On Friday, Abbas told Le Figaro the Palestinians might revoke their recognition of Israel: If the embassy transfer takes place, “there would be several options for us, and we would discuss them with Arab countries,” Abbas said. “Reversing our recognition of the State of Israel is one of them. But we hope that it doesn’t reach that point, and that, on the contrary, we will be able to work with the next American administration,” he added.
Earlier Saturday, Abbas warned that moving the embassy to Jerusalem would “destroy the prospects of any political process, bury the hopes for a two-state solution, and fuel extremism in our region, as well as worldwide.”
“In this moment, we extend our hand to President-elect Trump for his cooperation to make peace based on international law,” Abbas said in statement after he inaugurated the Palestinian embassy to the Holy See following an audience with Pope Francis.
The Palestinians strongly oppose the move, saying it would kill any hopes for negotiating an Israeli-Palestinian peace agreement and rile the region by undercutting Muslim and Christian claims to the holy city.
Abbas has written to Trump warning of the risks of such a move and asked him to reconsider, while also flagging the concern to Arab and other world leaders, said the Palestinian foreign minister, Riyad Malki.
The last three successive US presidents have maintained that the future status of Jerusalem should be settled in final negotiations between the parties, as both Israelis and Palestinians claim the city as their rightful capital.
But Trump has indicated since his victory in November he will no longer honor that tradition. In December, he nominated his longtime friend and attorney David Friedman, a vocal supporter and donor to West Bank settlements, to be the next US ambassador to Israel
In a statement announcing the selection, Friedman said he expected to carry out his duties in “Israel’s eternal capital, Jerusalem.”

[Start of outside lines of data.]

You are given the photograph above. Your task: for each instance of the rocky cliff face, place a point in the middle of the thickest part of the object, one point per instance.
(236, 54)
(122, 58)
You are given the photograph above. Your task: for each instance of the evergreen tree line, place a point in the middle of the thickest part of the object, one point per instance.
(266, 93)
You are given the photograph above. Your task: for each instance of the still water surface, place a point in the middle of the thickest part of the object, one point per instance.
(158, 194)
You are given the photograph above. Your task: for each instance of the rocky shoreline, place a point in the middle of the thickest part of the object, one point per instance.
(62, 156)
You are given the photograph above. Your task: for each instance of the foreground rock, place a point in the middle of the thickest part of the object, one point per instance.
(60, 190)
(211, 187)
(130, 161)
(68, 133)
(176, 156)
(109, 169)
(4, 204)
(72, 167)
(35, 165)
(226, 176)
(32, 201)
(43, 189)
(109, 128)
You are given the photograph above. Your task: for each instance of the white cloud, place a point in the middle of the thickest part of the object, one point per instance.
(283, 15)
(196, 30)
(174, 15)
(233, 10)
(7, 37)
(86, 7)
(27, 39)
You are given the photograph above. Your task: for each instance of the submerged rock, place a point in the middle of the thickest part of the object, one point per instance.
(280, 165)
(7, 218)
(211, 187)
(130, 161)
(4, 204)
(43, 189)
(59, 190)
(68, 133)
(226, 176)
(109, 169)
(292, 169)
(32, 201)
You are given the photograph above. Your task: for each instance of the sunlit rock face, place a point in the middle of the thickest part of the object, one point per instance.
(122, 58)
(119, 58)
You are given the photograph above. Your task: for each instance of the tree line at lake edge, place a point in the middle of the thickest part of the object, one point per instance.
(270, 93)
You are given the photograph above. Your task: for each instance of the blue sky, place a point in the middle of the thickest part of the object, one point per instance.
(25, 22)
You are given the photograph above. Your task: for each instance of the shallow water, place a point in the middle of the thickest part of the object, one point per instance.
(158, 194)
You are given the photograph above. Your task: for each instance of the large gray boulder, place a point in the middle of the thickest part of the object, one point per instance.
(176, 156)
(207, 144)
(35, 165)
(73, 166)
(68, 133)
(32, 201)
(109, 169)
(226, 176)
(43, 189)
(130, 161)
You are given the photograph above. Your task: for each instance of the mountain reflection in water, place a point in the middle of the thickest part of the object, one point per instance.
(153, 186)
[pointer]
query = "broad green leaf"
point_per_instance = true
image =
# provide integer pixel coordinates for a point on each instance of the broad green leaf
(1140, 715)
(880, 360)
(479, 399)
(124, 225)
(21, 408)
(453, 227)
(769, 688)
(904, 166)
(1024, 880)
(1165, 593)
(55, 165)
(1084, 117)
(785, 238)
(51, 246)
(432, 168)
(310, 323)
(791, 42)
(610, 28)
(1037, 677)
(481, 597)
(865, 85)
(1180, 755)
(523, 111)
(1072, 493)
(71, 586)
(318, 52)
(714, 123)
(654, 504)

Trump also repeatedly promised during the campaign that he would move the embassy. While past presidents Bill Clinton and George W. Bush also vowed on the trail to do so, neither fulfilled that promise once they assumed the responsibilities of conducting America’s foreign policy.

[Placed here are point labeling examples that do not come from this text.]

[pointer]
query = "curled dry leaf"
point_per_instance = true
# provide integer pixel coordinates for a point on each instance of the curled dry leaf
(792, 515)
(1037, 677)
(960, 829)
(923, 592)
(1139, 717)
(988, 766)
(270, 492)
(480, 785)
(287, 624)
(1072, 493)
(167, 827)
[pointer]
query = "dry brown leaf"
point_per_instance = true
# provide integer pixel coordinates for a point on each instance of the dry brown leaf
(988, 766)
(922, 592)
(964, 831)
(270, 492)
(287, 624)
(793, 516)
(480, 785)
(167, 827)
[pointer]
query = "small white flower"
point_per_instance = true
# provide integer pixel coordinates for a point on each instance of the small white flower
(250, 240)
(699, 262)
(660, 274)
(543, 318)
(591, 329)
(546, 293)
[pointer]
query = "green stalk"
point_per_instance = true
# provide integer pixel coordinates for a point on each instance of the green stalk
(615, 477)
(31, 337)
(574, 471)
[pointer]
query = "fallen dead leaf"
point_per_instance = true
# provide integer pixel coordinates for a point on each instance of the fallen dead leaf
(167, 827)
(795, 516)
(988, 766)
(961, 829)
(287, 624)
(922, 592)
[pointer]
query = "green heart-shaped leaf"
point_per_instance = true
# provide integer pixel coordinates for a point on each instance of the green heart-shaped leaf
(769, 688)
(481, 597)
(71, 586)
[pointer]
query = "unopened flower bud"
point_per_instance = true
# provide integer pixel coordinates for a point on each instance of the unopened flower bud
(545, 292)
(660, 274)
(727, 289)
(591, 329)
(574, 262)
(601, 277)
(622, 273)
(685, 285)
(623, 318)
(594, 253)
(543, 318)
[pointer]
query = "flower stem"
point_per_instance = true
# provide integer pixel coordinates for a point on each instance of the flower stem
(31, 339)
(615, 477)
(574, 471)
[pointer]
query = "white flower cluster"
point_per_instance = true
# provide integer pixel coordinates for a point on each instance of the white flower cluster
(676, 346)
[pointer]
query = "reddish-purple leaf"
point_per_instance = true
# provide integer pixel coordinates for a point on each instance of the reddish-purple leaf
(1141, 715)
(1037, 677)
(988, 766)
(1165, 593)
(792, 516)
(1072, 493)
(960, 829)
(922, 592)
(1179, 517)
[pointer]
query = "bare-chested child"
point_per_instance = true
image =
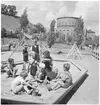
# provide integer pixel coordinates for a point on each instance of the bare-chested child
(32, 67)
(20, 85)
(10, 68)
(64, 79)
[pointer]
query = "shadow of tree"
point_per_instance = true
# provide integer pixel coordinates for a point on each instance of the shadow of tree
(71, 93)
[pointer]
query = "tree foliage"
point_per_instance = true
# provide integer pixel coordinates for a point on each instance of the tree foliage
(8, 10)
(51, 36)
(40, 28)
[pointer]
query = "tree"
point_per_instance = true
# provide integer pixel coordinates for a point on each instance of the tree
(40, 28)
(79, 32)
(4, 9)
(11, 10)
(8, 10)
(24, 21)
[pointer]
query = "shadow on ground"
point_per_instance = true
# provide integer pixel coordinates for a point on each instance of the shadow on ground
(72, 92)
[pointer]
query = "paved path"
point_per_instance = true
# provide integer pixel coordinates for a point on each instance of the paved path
(88, 92)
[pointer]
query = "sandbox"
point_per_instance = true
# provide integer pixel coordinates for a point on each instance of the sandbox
(46, 96)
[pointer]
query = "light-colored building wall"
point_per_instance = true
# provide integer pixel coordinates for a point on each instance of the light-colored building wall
(90, 34)
(66, 26)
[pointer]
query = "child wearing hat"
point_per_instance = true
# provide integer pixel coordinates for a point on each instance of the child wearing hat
(32, 67)
(64, 79)
(10, 68)
(20, 85)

It sounds far-fetched at best: holding a Mideast peace conference without Israelis, Palestinians or the incoming US government.
But the French organizers say that’s the whole point. They want Israeli Prime Minister Benjamin Netanyahu and US President-elect Donald Trump to see that most of the world wants a two-state solution and is fed up with decades of conflict.

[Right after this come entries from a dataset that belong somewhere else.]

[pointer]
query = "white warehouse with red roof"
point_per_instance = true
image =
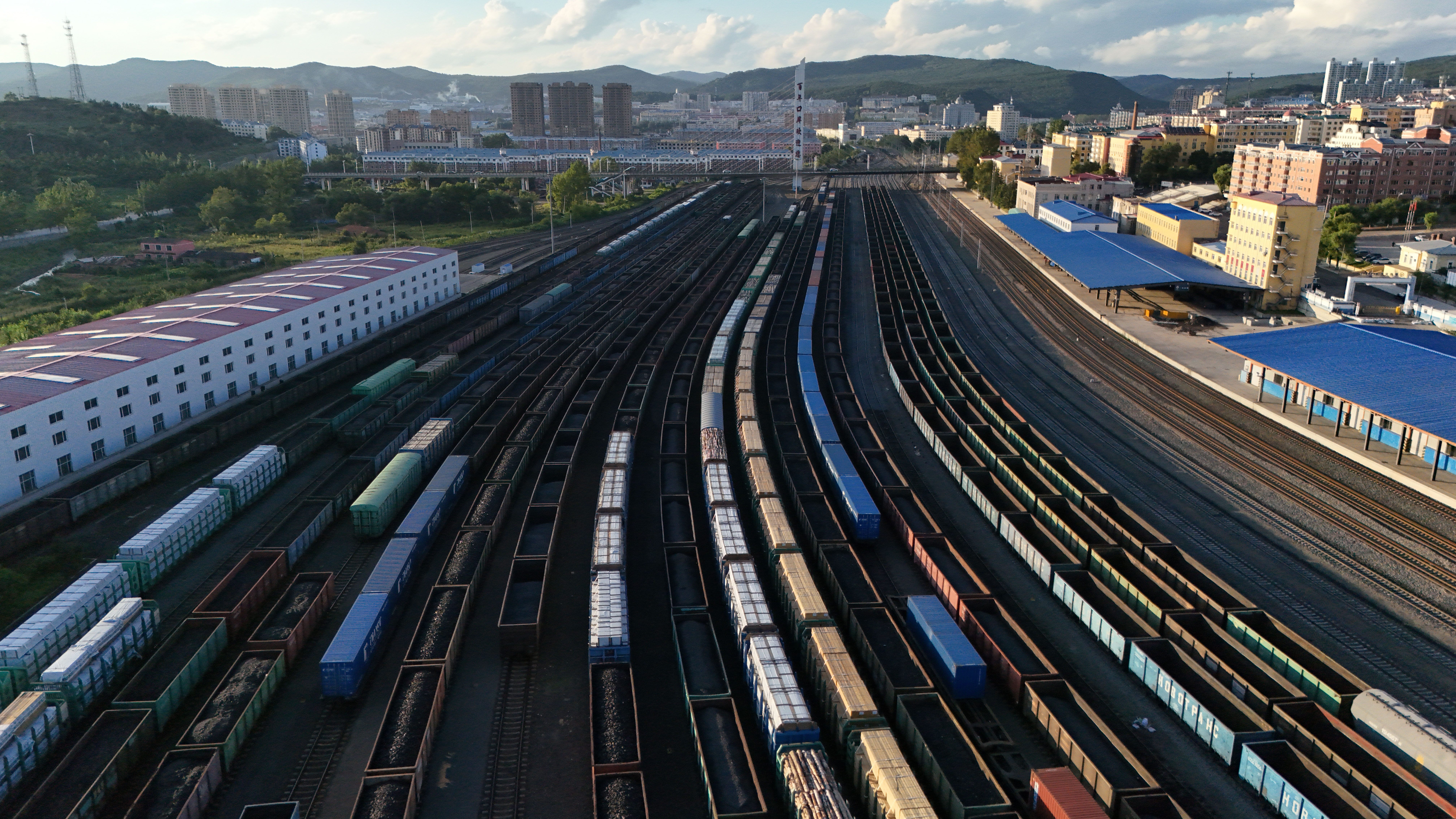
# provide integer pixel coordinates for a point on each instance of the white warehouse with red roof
(89, 393)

With chances for a Mideast peace deal lower than in years — perhaps a generation — French President Francois Hollande figures there’s nothing to lose.
French diplomats fear that Trump will unleash new tensions in the region by condoning settlements on land claimed by the Palestinians and potentially moving the US Embassy to contested Jerusalem.
So more than 70 foreign ministers and other top envoys are gathering Sunday in Paris to urge the establishment of a Palestinian state.
Netanyahu says the conference is “rigged” against Israel and declined an invitation to a special meeting afterward. Palestinian President Mahmoud Abbas was initially expected, but his visit to Paris has been postponed.
For Obama’s outgoing government, Sunday’s meeting marks the bitter, disappointing end of eight years of failed Israeli-Palestinian diplomacy. Days before leaving office, Secretary of State John Kerry will headline the Paris event — yet he’s participating only to ensure that America’s interest in a two-state solution is preserved.
According to a draft statement obtained by The Associated Press on Friday, the conference will urge Israel and the Palestinians “to officially restate their commitment to the two-state solution.”
It also will affirm that the international community “will not recognize” changes to Israel’s pre-1967 lines without agreement by both sides.
But with Netanyahu snubbing the conference and Trump’s administration “reserved” about it, according to a French diplomat, Sunday’s gathering looks increasingly like an effort to isolate Israel, not entice it to the negotiating table.
Pro-Israel demonstrators plan a protest Sunday in Paris.
The final declaration may warn Trump against moving the embassy, a move that could be seen as recognizing Jerusalem as Israel’s capital after decades of insisting that the city’s status must be determined by direct negotiations.